Clover, like Fort Mill before its Main Street rebirth and other historic municipalities, has plenty of character. The problem, Lester said, is older spaces often aren’t as economically viable as new construction.
“Character, to developers or to investors, usually means expensive surprises behind every wall,” Lester said.
Often, though, communities don’t want their most identifiable buildings razed. That’s where the Bailey Bill can help.
“That’s part of the character, part of the story of why communities came to be in general,” Miller said. “And so it’s protecting that identity and that history.”
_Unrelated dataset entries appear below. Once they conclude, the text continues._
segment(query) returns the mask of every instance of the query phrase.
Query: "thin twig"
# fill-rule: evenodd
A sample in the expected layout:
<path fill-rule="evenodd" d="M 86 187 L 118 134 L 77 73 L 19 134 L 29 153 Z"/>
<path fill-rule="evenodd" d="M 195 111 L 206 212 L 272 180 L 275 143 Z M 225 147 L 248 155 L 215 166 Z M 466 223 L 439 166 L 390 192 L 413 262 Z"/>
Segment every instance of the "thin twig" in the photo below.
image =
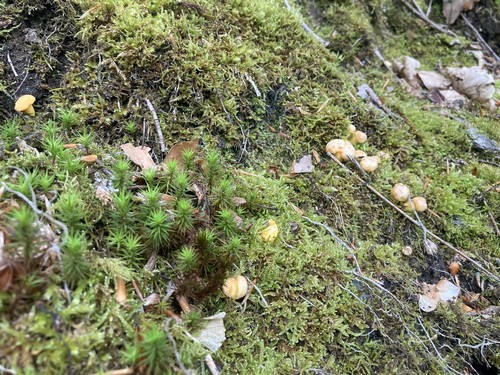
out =
<path fill-rule="evenodd" d="M 26 78 L 28 78 L 28 74 L 30 72 L 30 64 L 31 64 L 31 60 L 28 60 L 28 66 L 26 67 L 26 74 L 24 75 L 24 78 L 21 81 L 21 83 L 19 84 L 19 86 L 17 86 L 16 91 L 14 91 L 14 93 L 12 94 L 13 96 L 16 95 L 16 92 L 19 91 L 19 89 L 23 86 L 24 81 L 26 81 Z"/>
<path fill-rule="evenodd" d="M 470 23 L 470 21 L 465 16 L 465 14 L 462 13 L 461 16 L 462 16 L 462 19 L 464 20 L 465 24 L 469 27 L 469 29 L 472 30 L 472 32 L 476 36 L 476 39 L 479 42 L 479 44 L 481 44 L 483 46 L 483 48 L 486 49 L 491 54 L 491 56 L 495 59 L 496 62 L 499 62 L 500 57 L 498 57 L 498 55 L 495 53 L 495 51 L 493 51 L 493 49 L 490 47 L 490 45 L 488 43 L 486 43 L 486 41 L 483 39 L 483 37 L 481 36 L 479 31 L 477 31 L 476 28 L 474 27 L 474 25 L 472 23 Z"/>
<path fill-rule="evenodd" d="M 217 370 L 217 365 L 215 364 L 214 362 L 214 359 L 212 358 L 212 355 L 211 354 L 207 354 L 205 356 L 205 363 L 208 367 L 208 369 L 210 370 L 210 373 L 212 375 L 219 375 L 219 370 Z"/>
<path fill-rule="evenodd" d="M 288 2 L 288 0 L 284 0 L 285 1 L 285 6 L 286 8 L 291 11 L 293 14 L 297 15 L 296 12 L 292 9 L 292 7 L 290 6 L 290 3 Z M 320 37 L 318 34 L 316 34 L 309 26 L 307 26 L 307 24 L 302 21 L 302 20 L 299 20 L 300 22 L 300 25 L 302 26 L 302 28 L 307 31 L 309 34 L 311 34 L 314 39 L 316 39 L 318 42 L 320 42 L 323 46 L 328 46 L 328 42 L 326 40 L 324 40 L 322 37 Z"/>
<path fill-rule="evenodd" d="M 387 203 L 389 206 L 391 206 L 393 209 L 395 209 L 396 211 L 398 211 L 401 215 L 404 216 L 405 219 L 409 220 L 411 223 L 415 224 L 417 227 L 421 228 L 421 225 L 420 223 L 415 220 L 414 218 L 412 218 L 411 216 L 409 216 L 406 212 L 404 212 L 401 208 L 399 208 L 398 206 L 396 206 L 394 203 L 392 203 L 389 199 L 387 199 L 386 197 L 384 197 L 380 192 L 378 192 L 377 189 L 375 189 L 373 186 L 371 186 L 369 183 L 367 183 L 365 180 L 363 180 L 361 177 L 359 177 L 357 174 L 355 174 L 354 172 L 352 172 L 349 168 L 347 168 L 344 164 L 342 164 L 335 156 L 333 156 L 331 153 L 327 152 L 328 156 L 335 162 L 337 163 L 342 169 L 344 169 L 347 173 L 349 173 L 351 176 L 353 176 L 354 178 L 356 178 L 360 183 L 362 183 L 364 186 L 366 186 L 366 188 L 368 190 L 370 190 L 373 194 L 375 194 L 377 197 L 379 197 L 380 199 L 382 199 L 385 203 Z M 472 259 L 470 256 L 468 256 L 467 254 L 465 254 L 463 251 L 457 249 L 455 246 L 453 246 L 451 243 L 443 240 L 441 237 L 439 237 L 438 235 L 432 233 L 431 231 L 427 230 L 427 235 L 429 237 L 432 237 L 434 238 L 435 240 L 439 241 L 440 243 L 442 243 L 443 245 L 447 246 L 448 248 L 450 248 L 451 250 L 453 250 L 454 252 L 456 252 L 457 254 L 461 255 L 462 257 L 464 257 L 465 259 L 467 259 L 469 262 L 471 262 L 472 264 L 474 264 L 477 268 L 479 268 L 481 271 L 483 271 L 484 273 L 486 273 L 487 275 L 489 275 L 493 280 L 497 281 L 497 282 L 500 282 L 500 277 L 496 276 L 495 274 L 493 274 L 492 272 L 488 271 L 486 268 L 484 268 L 481 263 L 475 261 L 474 259 Z"/>
<path fill-rule="evenodd" d="M 425 15 L 427 17 L 429 17 L 429 14 L 431 14 L 431 10 L 432 10 L 432 0 L 429 1 L 429 5 L 427 5 L 427 12 L 425 12 Z"/>
<path fill-rule="evenodd" d="M 16 72 L 16 68 L 14 68 L 14 64 L 12 64 L 12 60 L 10 59 L 9 51 L 7 51 L 7 61 L 9 62 L 10 68 L 12 69 L 12 73 L 14 73 L 14 76 L 17 77 L 18 74 Z"/>
<path fill-rule="evenodd" d="M 177 360 L 177 364 L 179 365 L 179 367 L 181 368 L 182 372 L 186 375 L 189 374 L 189 371 L 186 369 L 186 367 L 184 366 L 184 363 L 182 363 L 182 360 L 181 360 L 181 355 L 179 354 L 179 351 L 177 350 L 177 344 L 172 336 L 172 334 L 170 333 L 170 322 L 172 321 L 173 319 L 172 318 L 168 318 L 167 321 L 165 322 L 165 332 L 167 334 L 167 337 L 168 337 L 168 340 L 170 341 L 170 343 L 172 344 L 172 348 L 174 350 L 174 355 L 175 355 L 175 359 Z"/>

York County properties that could be redeveloped
Due to confidentiality agreements, Lester wouldn’t name Clover sites that would use the countywide Bailey Bill. He has discussed at lest one option with the economic development committee.
County taxes are higher than municipal ones, Lester said, so a countywide program could open floodgates of possibility across York County.
Properties have to be at least 50 years old. They’re generally in national or locally designated historic areas. The county has flexibility to set its own standards for which properties would qualify.
“There’s some sites that could require redevelopment, but this really is more toward historic preservation,” Miller said. “On that side we’re limited really to the stock that we have in terms of vacant buildings that are dilapidated.”
Last year, Clover received a development proposal for its original mill, the more than 130-year-old Clover Spinning Mill on Main and Old North Main streets. The town held public meetings six years ago on what to do with another former mill, the American Thread site on Main Street.
Bailey Bill use by the county could be used by mom-and-pop downtown property owners or large developers why buy mill sites. Places like Clover could benefit from either.
“Fort Mill is growing so fast,” Lester said. “Rock Hill is reinventing itself again. And Lake Wylie has more rooftops than trees. We’re growing, but we’re not growing at a regional pace.”
The drawback for the county would be property tax revenue loss for redevelopment that would happen with or without the incentive.
In Fort Mill, for instance, one of the town’s oldest mills is being converted into apartments and commercial space. The past decade of historic property transformation without a countywide Bailey Bill shows an appetite for it.
Miller and Lester see a countywide version opening redevelopment to new property owners. It’s a choice between getting some tax revenue now and a good bit more once the incentive expires, Lester said, or getting almost nothing, indefinitely, if a property doesn’t redevelop.